Soll ich mich jetzt den Rest des Abends mit meinem Glas unterhalten? Zu sehen gab es auch nicht so viel, die bunten Flaschen hinter der Bar hatte ich nun alle schon eingehend betrachtet. Aus lauter langer Weile kramte ich den Stadtplan wieder aus der Tasche und guckte, ob es hier noch irgendwo was interessantes zu sehen geben könnte. Irgendwie muss es mir gelingen mal an das Auto zu kommen, dass ich mal nach Palma fahren kann, dort ist wesentlich mehr los als hier. Sara geht ja vielleicht sogar mit wenn mir nicht Nadal wieder in die Quere kommen sollte.
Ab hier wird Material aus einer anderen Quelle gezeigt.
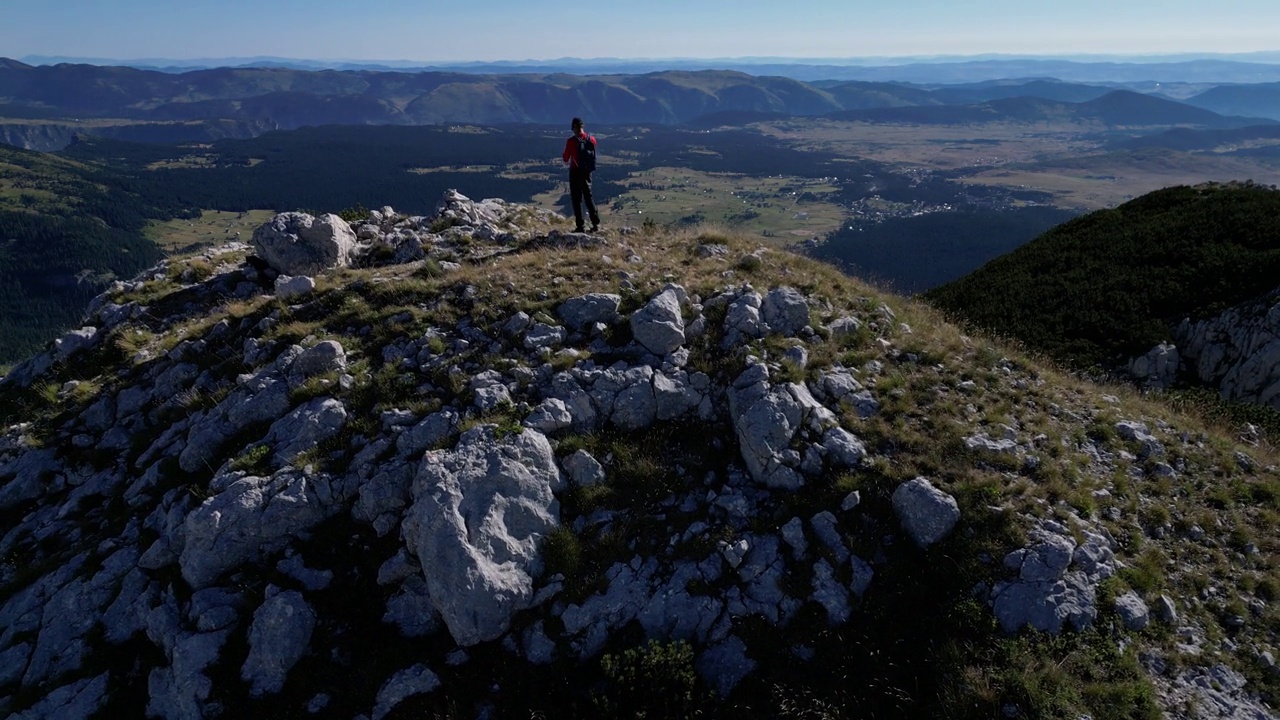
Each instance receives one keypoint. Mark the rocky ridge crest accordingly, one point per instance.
(488, 438)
Was muss der auch hier her kommen? Kann er nicht von Rom aus direkt nach Madrid fliegen und dort trainieren? Anscheinend hat sich alles gegen mich verschworen. Nach Port de Soller und Deía wollte ich auch mal einen Abstecher machen aber da mache ich mir nicht viel Hoffnungen. Als nächstes kramte ich dann mein Handy aus der Tasche.
Oh, es hatte jemand an mich gedacht und mir eine sms geschickt! Sara, wer auch sonst sollte es sein. Ich drückte öffnen und war schon gespannt was es zu berichten gab. ‘Hi, bist du im Hotel? Bin am Flughafen aber bis jetzt gab's nix interessantes zu sehen :-( ‘ Ich sah kurz auf meine Uhr, es war schon gleich um 10. Bleiben die notfalls auch die ganze Nacht am Flughafen und warten? ‘Nö, bin in eine Bar gegangen, es war zu langweilig im Hotel.
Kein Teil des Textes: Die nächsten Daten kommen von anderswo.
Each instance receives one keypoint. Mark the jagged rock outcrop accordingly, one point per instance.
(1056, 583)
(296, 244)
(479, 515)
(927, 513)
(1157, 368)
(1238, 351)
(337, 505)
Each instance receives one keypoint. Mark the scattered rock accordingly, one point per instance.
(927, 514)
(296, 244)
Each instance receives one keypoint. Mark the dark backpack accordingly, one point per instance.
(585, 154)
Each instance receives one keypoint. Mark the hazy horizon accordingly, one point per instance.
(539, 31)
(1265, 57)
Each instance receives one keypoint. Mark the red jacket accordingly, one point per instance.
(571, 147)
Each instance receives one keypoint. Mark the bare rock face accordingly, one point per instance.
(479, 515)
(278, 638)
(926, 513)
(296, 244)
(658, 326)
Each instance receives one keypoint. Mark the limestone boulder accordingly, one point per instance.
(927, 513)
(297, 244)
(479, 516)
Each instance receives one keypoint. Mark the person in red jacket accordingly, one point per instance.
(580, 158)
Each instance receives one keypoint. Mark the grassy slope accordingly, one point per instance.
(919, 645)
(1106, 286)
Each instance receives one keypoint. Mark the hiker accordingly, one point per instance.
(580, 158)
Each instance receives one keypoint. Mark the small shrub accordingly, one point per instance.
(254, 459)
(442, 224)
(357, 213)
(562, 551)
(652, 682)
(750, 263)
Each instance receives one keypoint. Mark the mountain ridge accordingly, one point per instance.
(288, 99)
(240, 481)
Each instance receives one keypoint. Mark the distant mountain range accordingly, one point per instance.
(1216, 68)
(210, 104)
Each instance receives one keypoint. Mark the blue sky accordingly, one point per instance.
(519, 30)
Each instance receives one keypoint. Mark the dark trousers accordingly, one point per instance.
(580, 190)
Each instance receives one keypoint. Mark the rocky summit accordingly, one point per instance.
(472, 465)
Viel Spaß noch’ Ich schickte die sms noch ab und steckte mein Handy wieder ein. Während ich einen Schluck trank, sah ich dann aus dem Augenwinkel neben mich. Ab und zu stand mal jemand neben mir um sich Getränke von der Bar abzuholen. Inzwischen waren die Plätze direkt an der Bar alle belegt also musste man etwas drängeln wenn man was zu trinken ergattern wollte. War meine Idee doch nicht so dumm gleich an der Bar sitzen zu bleiben. Ohne mir weitere Gedanken zu machen stellte ich das Glas wieder hin.